Physical reconstruction in the South was a great problem, but more serious difficulties were encountered in the effort to politically reintegrate the Southern states into the Union. Both Lincoln and his successor, Andrew Johnson, wanted the conditions for the readmission of the rebellious states into the Union to be mild and conciliatory. However, some Republican congressmen, known as the Radical Republicans, considered the Presidential conditions to be too lenient, and formulated their own Reconstruction policy.

The objectives of the Radical Republicans were to protect the former slaves (or freedmen) and to punish the leaders of the Confederacy, whom they considered to be traitors. All Confederate leaders were denied their civil rights, but only Jefferson Davis was charged with treason. He spent two years in prison but was never brought to trial.
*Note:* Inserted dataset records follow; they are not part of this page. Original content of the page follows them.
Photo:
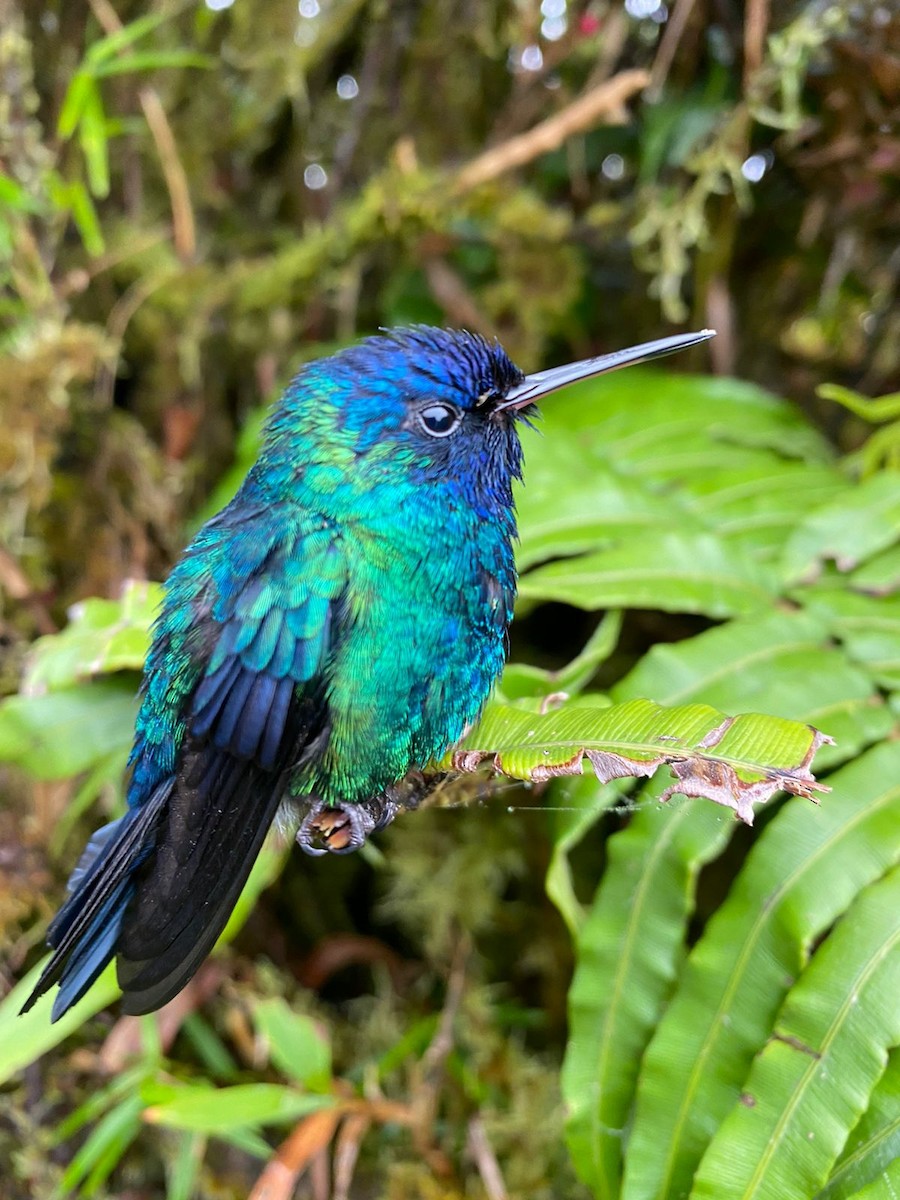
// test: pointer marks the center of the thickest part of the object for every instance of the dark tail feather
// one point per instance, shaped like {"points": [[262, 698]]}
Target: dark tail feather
{"points": [[209, 838], [85, 930]]}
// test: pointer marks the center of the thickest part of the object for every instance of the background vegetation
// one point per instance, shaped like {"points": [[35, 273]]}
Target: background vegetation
{"points": [[563, 991]]}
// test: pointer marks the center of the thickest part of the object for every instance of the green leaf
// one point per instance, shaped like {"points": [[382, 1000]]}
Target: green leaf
{"points": [[106, 48], [102, 636], [24, 1038], [522, 679], [671, 571], [214, 1110], [880, 575], [779, 663], [571, 503], [811, 1083], [875, 1141], [625, 965], [885, 1187], [65, 732], [70, 114], [297, 1045], [77, 198], [755, 508], [630, 943], [732, 761], [808, 867], [94, 141], [849, 531], [868, 627], [153, 60]]}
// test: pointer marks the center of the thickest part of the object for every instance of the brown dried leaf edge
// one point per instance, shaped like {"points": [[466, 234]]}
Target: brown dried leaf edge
{"points": [[735, 761]]}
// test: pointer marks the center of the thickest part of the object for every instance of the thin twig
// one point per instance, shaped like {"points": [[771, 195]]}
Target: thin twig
{"points": [[756, 24], [585, 113], [347, 1147], [292, 1158], [486, 1161], [669, 45], [431, 1068]]}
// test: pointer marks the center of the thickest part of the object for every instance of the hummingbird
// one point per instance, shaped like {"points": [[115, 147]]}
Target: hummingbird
{"points": [[323, 640]]}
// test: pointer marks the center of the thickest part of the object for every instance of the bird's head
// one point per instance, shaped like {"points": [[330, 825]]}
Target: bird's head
{"points": [[419, 406]]}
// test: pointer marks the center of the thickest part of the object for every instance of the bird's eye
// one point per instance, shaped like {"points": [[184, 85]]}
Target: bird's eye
{"points": [[438, 419]]}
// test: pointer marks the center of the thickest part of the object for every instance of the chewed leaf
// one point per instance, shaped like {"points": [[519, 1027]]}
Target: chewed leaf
{"points": [[736, 761]]}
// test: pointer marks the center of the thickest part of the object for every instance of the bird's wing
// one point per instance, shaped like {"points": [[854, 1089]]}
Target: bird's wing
{"points": [[156, 887]]}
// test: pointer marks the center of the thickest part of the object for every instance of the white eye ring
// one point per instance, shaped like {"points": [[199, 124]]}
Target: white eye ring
{"points": [[439, 419]]}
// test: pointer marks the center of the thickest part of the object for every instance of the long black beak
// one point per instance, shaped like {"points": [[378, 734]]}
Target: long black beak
{"points": [[544, 382]]}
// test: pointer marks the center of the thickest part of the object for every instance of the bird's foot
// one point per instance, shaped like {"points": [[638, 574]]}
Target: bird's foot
{"points": [[340, 829]]}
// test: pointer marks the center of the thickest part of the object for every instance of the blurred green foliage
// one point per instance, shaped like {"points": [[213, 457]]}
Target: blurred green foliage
{"points": [[191, 203]]}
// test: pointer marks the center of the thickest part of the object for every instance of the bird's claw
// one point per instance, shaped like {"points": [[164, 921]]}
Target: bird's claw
{"points": [[337, 829]]}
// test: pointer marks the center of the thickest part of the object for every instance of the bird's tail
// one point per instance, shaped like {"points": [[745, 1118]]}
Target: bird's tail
{"points": [[85, 931]]}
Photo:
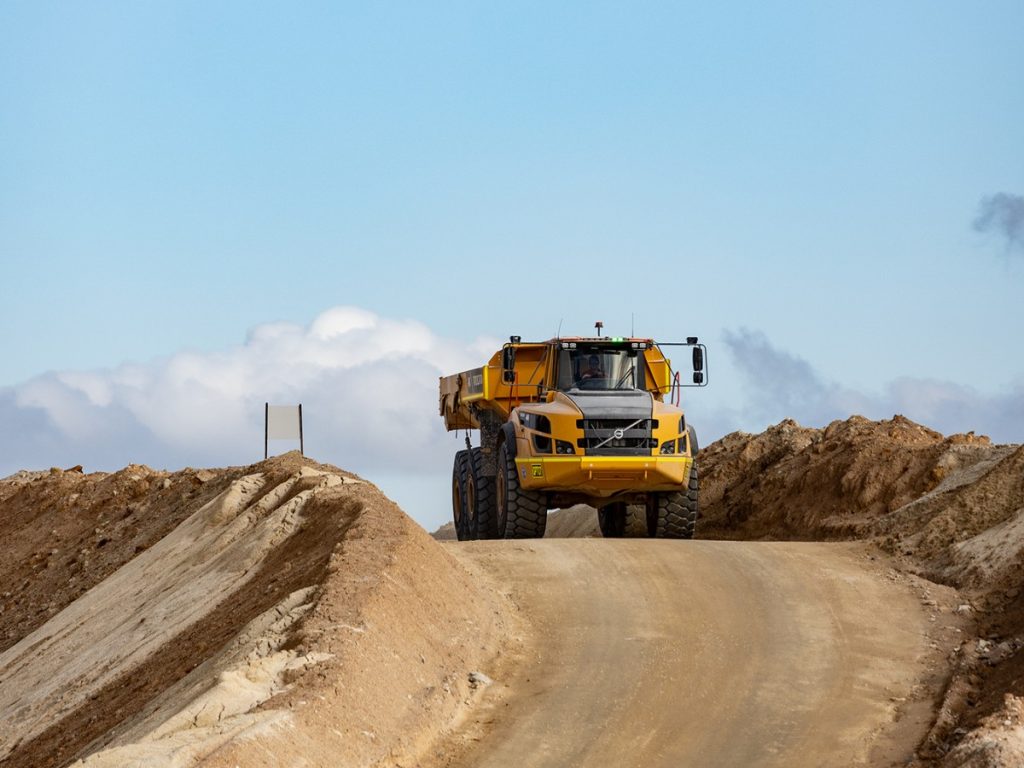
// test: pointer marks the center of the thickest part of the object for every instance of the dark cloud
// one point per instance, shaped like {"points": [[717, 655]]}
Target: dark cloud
{"points": [[1003, 214], [779, 385]]}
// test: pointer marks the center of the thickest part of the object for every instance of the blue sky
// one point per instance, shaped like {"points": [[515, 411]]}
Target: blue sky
{"points": [[175, 175]]}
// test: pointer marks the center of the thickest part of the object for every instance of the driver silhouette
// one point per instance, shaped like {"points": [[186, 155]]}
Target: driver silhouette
{"points": [[594, 370]]}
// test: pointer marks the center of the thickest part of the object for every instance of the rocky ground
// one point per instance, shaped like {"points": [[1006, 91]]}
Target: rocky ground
{"points": [[949, 510], [288, 611]]}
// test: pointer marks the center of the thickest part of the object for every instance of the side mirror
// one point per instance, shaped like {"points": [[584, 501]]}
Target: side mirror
{"points": [[508, 365]]}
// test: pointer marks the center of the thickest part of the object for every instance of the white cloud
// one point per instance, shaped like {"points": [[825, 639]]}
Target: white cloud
{"points": [[368, 384]]}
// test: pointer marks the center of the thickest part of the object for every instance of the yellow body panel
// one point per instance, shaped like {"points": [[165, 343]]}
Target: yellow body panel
{"points": [[603, 475]]}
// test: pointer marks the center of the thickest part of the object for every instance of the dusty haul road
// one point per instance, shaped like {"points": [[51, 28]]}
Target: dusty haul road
{"points": [[696, 653]]}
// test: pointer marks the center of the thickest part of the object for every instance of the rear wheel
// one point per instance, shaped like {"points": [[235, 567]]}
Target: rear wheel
{"points": [[521, 513], [677, 511], [459, 516], [480, 498]]}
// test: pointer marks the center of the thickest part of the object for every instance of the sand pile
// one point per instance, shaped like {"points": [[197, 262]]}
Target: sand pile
{"points": [[950, 509], [221, 616]]}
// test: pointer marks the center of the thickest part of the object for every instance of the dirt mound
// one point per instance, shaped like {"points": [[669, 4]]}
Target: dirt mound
{"points": [[795, 482], [287, 602], [951, 509]]}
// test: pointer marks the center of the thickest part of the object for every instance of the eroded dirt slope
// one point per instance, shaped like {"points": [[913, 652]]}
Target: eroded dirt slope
{"points": [[287, 608], [949, 508]]}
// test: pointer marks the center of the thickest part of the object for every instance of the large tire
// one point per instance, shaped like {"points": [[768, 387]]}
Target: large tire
{"points": [[521, 514], [480, 502], [459, 476], [677, 512], [611, 520]]}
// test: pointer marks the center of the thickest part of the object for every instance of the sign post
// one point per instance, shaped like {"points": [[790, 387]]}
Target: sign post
{"points": [[282, 423]]}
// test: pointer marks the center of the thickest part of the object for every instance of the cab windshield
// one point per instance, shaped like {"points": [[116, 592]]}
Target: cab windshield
{"points": [[598, 369]]}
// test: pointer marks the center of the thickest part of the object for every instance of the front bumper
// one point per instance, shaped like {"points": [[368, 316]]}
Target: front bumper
{"points": [[602, 475]]}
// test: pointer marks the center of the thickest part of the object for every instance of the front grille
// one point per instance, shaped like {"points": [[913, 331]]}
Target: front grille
{"points": [[635, 440]]}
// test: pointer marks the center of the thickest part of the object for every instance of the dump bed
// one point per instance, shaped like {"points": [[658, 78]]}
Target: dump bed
{"points": [[484, 388]]}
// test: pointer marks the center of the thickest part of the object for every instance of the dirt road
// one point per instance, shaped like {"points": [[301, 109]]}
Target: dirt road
{"points": [[696, 653]]}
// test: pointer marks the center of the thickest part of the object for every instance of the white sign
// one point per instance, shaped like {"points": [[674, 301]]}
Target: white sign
{"points": [[284, 422]]}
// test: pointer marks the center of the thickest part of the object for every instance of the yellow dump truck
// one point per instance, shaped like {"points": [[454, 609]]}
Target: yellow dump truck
{"points": [[570, 421]]}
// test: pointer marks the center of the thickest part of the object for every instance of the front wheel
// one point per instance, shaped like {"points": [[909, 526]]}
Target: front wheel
{"points": [[676, 512], [521, 513], [459, 476], [480, 498]]}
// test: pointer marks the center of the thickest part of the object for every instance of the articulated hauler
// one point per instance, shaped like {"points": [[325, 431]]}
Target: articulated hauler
{"points": [[574, 421]]}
The Radical Republicans outraged white Southerners by enacting laws that gave political and economic rights to blacks. The Southern response was sometimes violent; the Ku Klux Klan was formed to terrorize blacks and other supporters of Reconstruction. To enforce its Reconstruction policies, Congress imposed military rule on most of the South in 1867. Governments formed under Reconstruction were sometimes inefficient and corrupt, but they enacted much progressive legislation. Eventually the commitment of the Federal government to its Reconstruction policies waned; by 1877 all Southern states were controlled by white supremacists, who began to strip blacks of their political, economic, and civil rights.

Military Lessons

The Civil War is often called “the first modern war.” It saw the introduction of rapid-fire weapons. Trenches were first used extensively in battle. The railway and the telegraph were first used in a large-scale war. The campaigns of Lee, Jackson, Grant, Sherman, and Joseph E. Johnston were studied abroad for new concepts of strategy and tactics. At sea, ironclad ships and rifled cannon had made the wooden navies of the world obsolete.

Interest in the campaigns, and in the personalities of Lincoln, Lee, and other leaders, made the Civil War one of the most studied periods in American history. It has been a subject for many best-selling novels and much poetry. Its story continues to fascinate historians, writers, and hobbyists.